En 1961, 23,5% de los maestros tenían una maestría o más; en 2001, 56,8% tenían como mínimo una maestría. La relación maestro-estudiante también cambió rotundamente, de 22 a 1 en 1970, a 16 a 1 en el 2000, una reducción de aproximadamente 30% en el tamaño de las clases en los últimos 30 años, de acuerdo al estudio de Bradley Allan and Roland Fryer, publicado por el Hamilton Project. Sin embargo, parecería que la calidad de enseñanza cambia en las escuelas, dependiendo de la calidad de los maestros, y menos de otros factores.

En muchos aspectos, tanto demócratas como republicanos acuerdan en la necesidad de establecer evaluaciones sistemáticas de los maestros, y vincular la remuneración a la performance. El Presidente Obama ha hecho mención a estos temas en repetidos discursos, y promovido estas ideas en su bien valorada iniciativa "Race to the Top".

Sin embargo, en la realidad, en pocos estados se han implementado estas reformas, y todavía se vincula el desempeño de los maestros a su nivel formativo y sus años enseñando, más que al aprendizaje de sus alumnos.

Otro importante componente del debate  tienen que ver con el acceso inicial a la carrera docente. Tema de gran sensibilidad política, y que compara con otras profesiones como médicos, arquitectura y algunas ingenierías. Existen dos escuelas de pensamiento muy definidas. Una, que es la defensora de la realidad actual en casi todos los sistemas educativos del mundo, aboga por contar únicamente con maestros que se hayan graduado de la carrera docente y hayan cumplido con una certificación específica.
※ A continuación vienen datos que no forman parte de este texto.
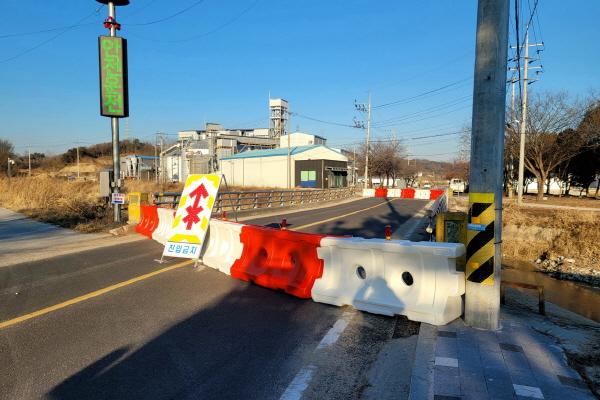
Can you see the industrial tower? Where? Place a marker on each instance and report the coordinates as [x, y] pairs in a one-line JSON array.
[[279, 118]]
Winters promueve la contraria, sosteniendo que habría que permitir que profesionales de otras carreras puedan enseñar. "Cualquier graduado universitario, que quisiera ser docente, y convencer a una escuela que lo contrate, debería tener la oportunidad de enseñar".
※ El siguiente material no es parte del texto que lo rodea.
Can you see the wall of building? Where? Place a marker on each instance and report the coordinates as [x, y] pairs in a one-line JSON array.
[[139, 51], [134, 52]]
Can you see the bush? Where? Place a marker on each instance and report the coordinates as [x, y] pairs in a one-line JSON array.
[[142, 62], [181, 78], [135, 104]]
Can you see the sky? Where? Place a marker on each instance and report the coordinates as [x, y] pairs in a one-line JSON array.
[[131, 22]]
Winter asigna enorme importancia a la evaluación. "Ninguna reforma propuesta en este libro puede funcionar efectivamente sin adoptar primero una herramienta que contribuya a distinguir entre buenos y menos buenos docentes".  En muchos estados, entre ellos buenos ejemplos son Florida, Washington, DC, se está promoviendo una evaluación que sea tanto cuantitativa como cualitativa, vinculada a la performance de los estudiantes, y uno únicamente a la formación del maestro y su nivel de seniority.

Para terminar, el autor dedica extensa investigación a la compensación de los maestros, principalmente diciendo que un sistema salarial basado únicamente en formación, capacitación y años de enseñanza, no es el mejor para incentivar a los maestros, y atraerá los mejores a la profesión. Winters promueve una compensación que tenga en consideración también el impacto del maestro en la enseñanza de sus alumnos.  

El libro presenta muy interesante propuestas priorizar a los maestros como principal componente de un sistema de enseñanza de calidad, desafiando el conocimiento convencional. Y en esa línea, una principal contribución se refiere a fomentar el análisis cuantitativo en el estudio de la realidad educativa, como sucede en otras ciencias sociales.